Annotating these spaces to highlight dualistic spaces allows for the user to listen according to the gaps in Rukeyser’s poetry, transforming the listening experience. Characterizing these spaces as such promotes active engagement with the audio recording and included poem. This practice offers a completely different way to read Rukeyser’s work, and especially her book, The Speed of Darkness. For example, work that has been conducted by Mitts, Gander, and Daw may all benefit from the annotation of Rukeyser’s poetry in audio form. When conducting analysis on poetry recordings that concern silence (Mitts 2015), “dual aspects of modern life” (Gander 288), or the “trans-corporeal landscape” of poetry” (Daw 218), scholars are able to illustrate their claims according to the audio or visual material in question. This opportunity opens a range of work that has yet to be done in various fields, across multiple disciplines. For example, sociolinguistic research may benefit from the annotation of speech patterns in audio-visual material that is extensive in length, time, or location. Or, annotations may be used to archive knowledge regarding cultural traditions performed in an audio or visual medium. The opportunity that digital annotation provides should not be restricted to academia, either. For instance, in the public sphere, annotation may be used to compile data from videos illustrating police violence during specific movements or over periods of time.

Conclusion

Therefore, while this project utilizes annotations to denote embodied dualistic spaces that produce meaning in Muriel Rukeyser’s “The Speed of Darkness,” it also serves as an opening for future scholarly work. The work done here is a template for the recognition and signification of meaning in spaces that have traditionally been ignored or overlooked. Thus, not only does this offer a re-evaluation of certain capabilities in poetics but, also, how audio-visual material is able to produce knowledge that benefits larger populations and greater communities.
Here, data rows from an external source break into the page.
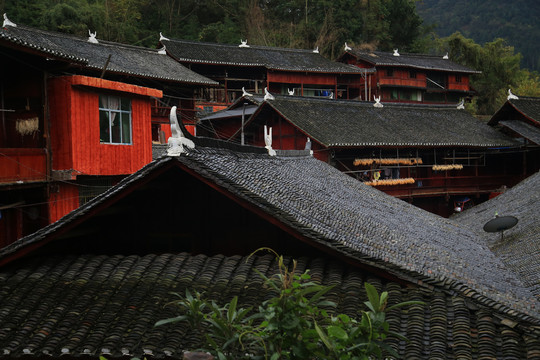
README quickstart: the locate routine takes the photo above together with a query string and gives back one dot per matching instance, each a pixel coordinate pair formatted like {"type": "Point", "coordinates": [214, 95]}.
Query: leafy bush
{"type": "Point", "coordinates": [295, 324]}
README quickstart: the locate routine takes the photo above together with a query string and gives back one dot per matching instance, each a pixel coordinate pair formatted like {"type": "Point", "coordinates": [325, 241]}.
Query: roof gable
{"type": "Point", "coordinates": [524, 108]}
{"type": "Point", "coordinates": [330, 210]}
{"type": "Point", "coordinates": [92, 305]}
{"type": "Point", "coordinates": [341, 123]}
{"type": "Point", "coordinates": [271, 58]}
{"type": "Point", "coordinates": [115, 57]}
{"type": "Point", "coordinates": [520, 247]}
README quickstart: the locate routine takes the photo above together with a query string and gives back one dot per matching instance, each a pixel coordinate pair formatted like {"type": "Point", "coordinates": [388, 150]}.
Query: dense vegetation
{"type": "Point", "coordinates": [326, 24]}
{"type": "Point", "coordinates": [483, 21]}
{"type": "Point", "coordinates": [298, 322]}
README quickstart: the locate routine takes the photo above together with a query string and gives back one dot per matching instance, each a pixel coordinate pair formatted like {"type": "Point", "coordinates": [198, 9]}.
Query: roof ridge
{"type": "Point", "coordinates": [235, 46]}
{"type": "Point", "coordinates": [59, 34]}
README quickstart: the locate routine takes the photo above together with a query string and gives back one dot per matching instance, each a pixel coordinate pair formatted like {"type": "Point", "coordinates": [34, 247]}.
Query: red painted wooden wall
{"type": "Point", "coordinates": [300, 78]}
{"type": "Point", "coordinates": [74, 109]}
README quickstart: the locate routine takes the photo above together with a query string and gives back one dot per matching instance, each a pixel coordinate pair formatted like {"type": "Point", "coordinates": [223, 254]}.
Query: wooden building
{"type": "Point", "coordinates": [94, 283]}
{"type": "Point", "coordinates": [519, 117]}
{"type": "Point", "coordinates": [430, 155]}
{"type": "Point", "coordinates": [77, 116]}
{"type": "Point", "coordinates": [412, 78]}
{"type": "Point", "coordinates": [253, 68]}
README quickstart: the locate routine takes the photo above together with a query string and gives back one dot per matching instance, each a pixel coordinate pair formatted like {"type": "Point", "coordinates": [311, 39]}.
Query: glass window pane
{"type": "Point", "coordinates": [104, 135]}
{"type": "Point", "coordinates": [115, 127]}
{"type": "Point", "coordinates": [103, 101]}
{"type": "Point", "coordinates": [126, 104]}
{"type": "Point", "coordinates": [114, 103]}
{"type": "Point", "coordinates": [126, 128]}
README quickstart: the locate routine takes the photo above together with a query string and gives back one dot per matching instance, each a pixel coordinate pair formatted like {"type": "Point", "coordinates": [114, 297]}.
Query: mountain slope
{"type": "Point", "coordinates": [483, 21]}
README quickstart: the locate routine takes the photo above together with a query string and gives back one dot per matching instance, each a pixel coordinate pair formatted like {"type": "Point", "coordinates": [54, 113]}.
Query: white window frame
{"type": "Point", "coordinates": [118, 114]}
That is shifting digital annotation from the margin to the center.


Works Cited

Ceraso, Steph. “(Re) Educating the senses: Multimodal listening, bodily learning, and the composition of sonic experiences.” College English 77.2 (2014): 102-123.

Clement, Tanya, Ben Brumfield, and Sara Brumfield. “The AudiAnnotate Project: Four Case Studies in Publishing Annotations for Audio and Video.” DHQ: Digital Humanities Quarterly 16.2 (2022).

Daw, Sarah. “There is no out there”: trans-corporeality and process philosophy in Muriel Rukeyser’s The Speed of Darkness.” Feminist Modernist Studies 3.2 (2020): 217-233.

Gander, Catherine. “Facing the fact: word and image in Muriel Rukeyser’s’ Worlds Alongside’.” Journal of Narrative Theory 43.3 (2013): 288-328.

Mitts, Adam. “The Vocabulary of Silence: Voice and Disability in ‘The Speed of Darkness.’” The Muriel Rukeyser Living Archive, October 17, 2015. http://murielrukeyser.emuenglish.org/2015/10/17/adam-mitts-the-vocabulary-of-silence-voice-and-disability-in-the-speed-of-darkness/.

Rukeyser, Muriel, and Jan Heller Levi. A Muriel Rukeyser Reader. Norton, 1996.
—. “Muriel Rukeyser at SGWU, 1969,” The Poetry Series, Sir George Williams University, 24 January 1969, SpokenWeb “Sir George Williams Poetry Series.”
—. “The Education of a Poet.” 1976. The Writer on her Work. Ed. Janet Sternberg. New York: W.W. Norton, 2000 217-30.